2. The stationary exercise bicycle of claim 1, wherein the actuator couples the forward end of the frame to the base.
3. The stationary exercise bicycle of claim 2, wherein the actuator pivots the frame between normal and inclined positions.
4. The stationary exercise bicycle of claim 3, wherein, in the inclined position, an incline angle of the frame is about 15 degrees.
5. The stationary exercise bicycle of claim 3, wherein the actuator is a linear actuator.
6. The stationary exercise bicycle of claim 5, further comprising a first pivotal connection coupling an upper end of the actuator to the forward end of the frame, and a second pivotal connection coupling a lower end of the actuator to the base.
7. The stationary exercise bicycle of claim 6, further comprising right and left upstanding cradle plates mounted to the base, and a crank assembly pivotally supported between the cradle plates and secured to the frame
8. The stationary exercise bicycle of claim 7, wherein the crank assembly comprises a spindle, and the right and left pedals are coupled to the spindle.

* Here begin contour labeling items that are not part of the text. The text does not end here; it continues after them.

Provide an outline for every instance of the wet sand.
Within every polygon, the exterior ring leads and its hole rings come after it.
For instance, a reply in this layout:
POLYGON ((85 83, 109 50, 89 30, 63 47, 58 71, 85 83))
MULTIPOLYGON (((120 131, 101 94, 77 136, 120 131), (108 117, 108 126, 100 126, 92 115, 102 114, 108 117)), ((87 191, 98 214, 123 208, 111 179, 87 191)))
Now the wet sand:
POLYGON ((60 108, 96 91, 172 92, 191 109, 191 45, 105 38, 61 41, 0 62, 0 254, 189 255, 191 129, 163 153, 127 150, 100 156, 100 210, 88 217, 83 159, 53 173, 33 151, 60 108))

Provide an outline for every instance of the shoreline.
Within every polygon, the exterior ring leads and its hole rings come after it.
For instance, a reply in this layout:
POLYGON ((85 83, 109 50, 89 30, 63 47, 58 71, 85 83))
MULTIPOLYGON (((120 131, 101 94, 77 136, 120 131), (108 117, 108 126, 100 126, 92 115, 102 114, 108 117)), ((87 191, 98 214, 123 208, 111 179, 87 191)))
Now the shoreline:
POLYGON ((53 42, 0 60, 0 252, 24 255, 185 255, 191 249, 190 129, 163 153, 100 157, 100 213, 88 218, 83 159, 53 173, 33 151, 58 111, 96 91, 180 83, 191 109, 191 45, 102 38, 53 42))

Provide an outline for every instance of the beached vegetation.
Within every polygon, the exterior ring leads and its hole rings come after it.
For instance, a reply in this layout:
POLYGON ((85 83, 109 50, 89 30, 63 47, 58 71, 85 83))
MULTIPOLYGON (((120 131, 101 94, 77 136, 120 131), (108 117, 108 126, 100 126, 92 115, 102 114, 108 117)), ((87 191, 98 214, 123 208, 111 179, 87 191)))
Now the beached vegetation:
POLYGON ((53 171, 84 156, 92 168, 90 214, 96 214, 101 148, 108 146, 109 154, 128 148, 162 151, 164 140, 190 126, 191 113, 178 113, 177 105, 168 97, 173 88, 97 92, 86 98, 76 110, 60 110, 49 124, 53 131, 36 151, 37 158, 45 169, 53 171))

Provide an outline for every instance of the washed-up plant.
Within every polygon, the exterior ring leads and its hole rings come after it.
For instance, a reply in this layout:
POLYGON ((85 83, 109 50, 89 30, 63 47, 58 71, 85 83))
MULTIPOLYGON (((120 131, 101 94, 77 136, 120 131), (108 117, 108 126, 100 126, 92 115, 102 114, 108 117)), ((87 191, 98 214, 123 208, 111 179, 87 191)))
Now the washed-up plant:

9. The stationary exercise bicycle of claim 8, wherein each of the cradle plates comprises an aperture, and the spindle extends through the apertures.
10. The stationary exercise bicycle of claim 9, wherein the frame comprises a seat tube, and first and second top tubes secured to the seat tube, and the crank assembly is secured between the seat tube and the first and second top tubes of the frame.
11. The stationary exercise bicycle of claim 7, wherein the actuator comprises a hydraulic cylinder.
12. The stationary exercise bicycle of claim 11, wherein the hydraulic cylinder and the crank assembly are connected so that hydraulic fluid power from the crank assembly causes the frame to pivot.
13. The stationary exercise bicycle of claim 12, wherein the crank assembly comprises gears forming a gear pump.
14. The stationary exercise bicycle of claim 12, wherein the crank assembly comprises at least one cam element coupled to the spindle, and at least one piston element coupled to the cam element.
15. The stationary exercise bicycle of claim 12, further comprising a control device configured to move the actuator to pivot the frame.
16. The stationary exercise bicycle of claim 15, wherein the control device is configured to control a resistance of the pedals.
17. A stationary exercise bicycle, comprising:
a base;
a frame;
a crank assembly pivotally coupling the frame to the base, the crank assembly comprising a spindle;
right and left pedals mounted to the spindle, and configured to rotate in operation about an axis of rotation; and
a hydraulic cylinder coupling the frame to the base, the hydraulic cylinder configured to pivot the frame relative to the base about the axis of rotation between normal and inclined positions.
18. The stationary exercise bicycle of claim 17, wherein the crank assembly comprises gears forming a gear pump, and the hydraulic cylinder and the crank assembly are connected so that hydraulic fluid power from the crank assembly causes the frame to pivot between the normal and inclined positions.
19. The stationary exercise bicycle of claim 17, wherein the crank assembly comprises at least one cam element coupled to the spindle, and at least one piston element coupled to the cam element, and the hydraulic cylinder and the crank assembly are connected so that hydraulic fluid power from the crank assembly causes the frame to pivot between the normal and inclined positions.
20. A stationary exercise bicycle, comprising:
a base;
right and left pedals coupled to the base, and configured to rotate in operation about an axis of rotation;
a frame coupled to the base, the frame comprising a saddle and a handlebar; and
a linear actuator coupling the frame to the base, the linear actuator configured to pivot the frame relative to the base about the axis of rotation between normal and inclined positions.